Attese infinite e “liste chiuse”
Secondo lo studio, oltre un paziente su due si è imbattuto almeno una volta nelle cosiddette “liste d’attesa chiuse”, ovvero l’impossibilità di prenotare una prestazione per mancanza di disponibilità. Un ostacolo che, insieme all’allungarsi dei tempi per visite ed esami, spinge sempre più campani verso la sanità privata. Nel 2025 ben l’89% dei pazienti ha fatto ricorso almeno una volta al regime di solvenza, affrontando costi medi di circa 190 euro per prestazione.

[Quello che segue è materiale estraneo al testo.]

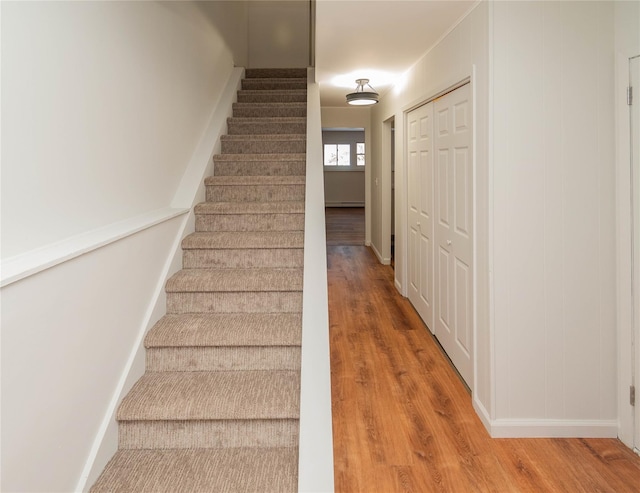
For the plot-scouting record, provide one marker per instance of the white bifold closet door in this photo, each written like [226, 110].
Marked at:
[440, 218]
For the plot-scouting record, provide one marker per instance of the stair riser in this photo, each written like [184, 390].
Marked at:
[235, 302]
[250, 146]
[268, 168]
[266, 128]
[266, 97]
[242, 258]
[273, 84]
[223, 358]
[207, 434]
[255, 193]
[261, 111]
[249, 222]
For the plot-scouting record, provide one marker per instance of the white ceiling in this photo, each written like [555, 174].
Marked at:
[376, 39]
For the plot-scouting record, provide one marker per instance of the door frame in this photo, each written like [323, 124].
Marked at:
[628, 369]
[403, 209]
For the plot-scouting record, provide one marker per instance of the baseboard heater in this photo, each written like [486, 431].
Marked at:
[344, 204]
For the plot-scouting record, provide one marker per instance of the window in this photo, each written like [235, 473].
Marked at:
[360, 154]
[343, 149]
[337, 155]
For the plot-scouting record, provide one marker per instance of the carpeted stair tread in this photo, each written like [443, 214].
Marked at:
[226, 329]
[267, 119]
[259, 110]
[293, 207]
[239, 470]
[235, 280]
[212, 395]
[272, 96]
[264, 137]
[244, 240]
[263, 143]
[255, 180]
[260, 157]
[269, 83]
[267, 126]
[297, 73]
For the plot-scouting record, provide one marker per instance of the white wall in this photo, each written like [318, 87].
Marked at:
[554, 222]
[344, 187]
[627, 44]
[278, 33]
[462, 53]
[102, 105]
[104, 108]
[351, 117]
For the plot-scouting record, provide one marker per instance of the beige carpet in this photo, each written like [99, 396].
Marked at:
[218, 406]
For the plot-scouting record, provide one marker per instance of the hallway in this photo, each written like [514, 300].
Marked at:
[403, 420]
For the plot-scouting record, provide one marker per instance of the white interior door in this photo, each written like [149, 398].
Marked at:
[420, 214]
[454, 228]
[634, 82]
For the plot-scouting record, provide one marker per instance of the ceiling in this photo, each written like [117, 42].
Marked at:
[376, 39]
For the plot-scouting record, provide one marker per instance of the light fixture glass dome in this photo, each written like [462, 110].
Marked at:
[362, 97]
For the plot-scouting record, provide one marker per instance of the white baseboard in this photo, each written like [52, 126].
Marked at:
[344, 204]
[381, 259]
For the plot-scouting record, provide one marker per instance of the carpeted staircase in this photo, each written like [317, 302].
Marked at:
[217, 408]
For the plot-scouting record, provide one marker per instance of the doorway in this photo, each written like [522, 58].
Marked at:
[440, 221]
[634, 171]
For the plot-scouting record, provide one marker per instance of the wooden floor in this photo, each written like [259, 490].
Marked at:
[403, 421]
[345, 225]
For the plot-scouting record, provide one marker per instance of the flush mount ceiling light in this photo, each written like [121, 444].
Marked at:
[361, 97]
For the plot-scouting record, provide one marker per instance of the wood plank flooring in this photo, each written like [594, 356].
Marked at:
[345, 225]
[403, 420]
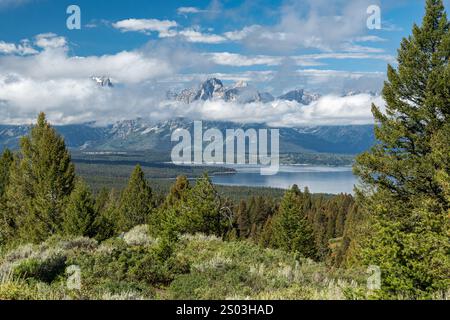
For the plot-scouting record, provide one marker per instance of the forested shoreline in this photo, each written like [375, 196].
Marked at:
[195, 243]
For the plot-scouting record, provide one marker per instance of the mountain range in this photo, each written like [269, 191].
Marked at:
[144, 135]
[147, 135]
[240, 92]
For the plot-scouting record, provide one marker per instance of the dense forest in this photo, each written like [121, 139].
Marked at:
[195, 242]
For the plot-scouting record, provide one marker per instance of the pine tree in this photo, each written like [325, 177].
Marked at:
[178, 191]
[204, 210]
[291, 230]
[106, 223]
[40, 183]
[6, 161]
[404, 180]
[243, 220]
[136, 202]
[81, 214]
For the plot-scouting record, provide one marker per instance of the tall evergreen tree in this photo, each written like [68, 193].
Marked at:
[6, 161]
[178, 191]
[106, 223]
[203, 210]
[6, 223]
[405, 174]
[40, 183]
[291, 229]
[243, 220]
[136, 202]
[81, 214]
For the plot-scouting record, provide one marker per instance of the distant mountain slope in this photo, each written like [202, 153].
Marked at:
[143, 135]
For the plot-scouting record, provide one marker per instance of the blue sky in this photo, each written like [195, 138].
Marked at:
[320, 45]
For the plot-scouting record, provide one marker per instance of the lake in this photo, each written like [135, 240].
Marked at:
[319, 179]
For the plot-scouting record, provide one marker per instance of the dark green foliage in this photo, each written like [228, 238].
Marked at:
[81, 212]
[136, 202]
[40, 183]
[291, 230]
[6, 161]
[405, 175]
[42, 270]
[107, 218]
[199, 209]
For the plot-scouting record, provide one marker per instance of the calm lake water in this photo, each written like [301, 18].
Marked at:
[319, 179]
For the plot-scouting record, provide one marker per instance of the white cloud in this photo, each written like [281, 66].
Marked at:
[24, 48]
[239, 35]
[315, 24]
[188, 10]
[238, 60]
[145, 25]
[328, 110]
[50, 41]
[195, 36]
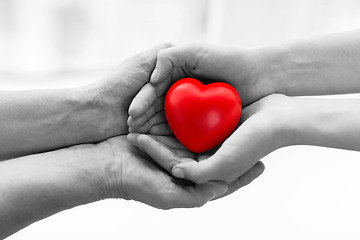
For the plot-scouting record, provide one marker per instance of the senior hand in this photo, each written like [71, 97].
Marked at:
[235, 66]
[132, 175]
[263, 129]
[114, 93]
[169, 152]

Il ricorso ai prestiti per potersi curare
La pressione economica è tale che quasi 180mila pazienti hanno dichiarato di aver dovuto chiedere un prestito – a finanziarie, amici o parenti – pur di non rinunciare a visite o trattamenti. Un fenomeno che gli esperti di Facile.it spiegano così: «Il credito al consumo può aiutare le famiglie ad affrontare spese mediche importanti, dilazionando i pagamenti ed evitando rinunce che potrebbero rivelarsi rischiose per la salute».
Prestiti medici: importi richiesti e profilo dei richiedenti
L’osservatorio congiunto Facile.it – Prestiti.it rileva che, nel 2025, i finanziamenti destinati alle spese sanitarie hanno rappresentato quasi il 4% dei prestiti totali richiesti in Campania. Chi ha presentato domanda ha cercato di ottenere in media 5.522 euro, con una rata mensile di circa 123 euro da restituire in 52 mesi.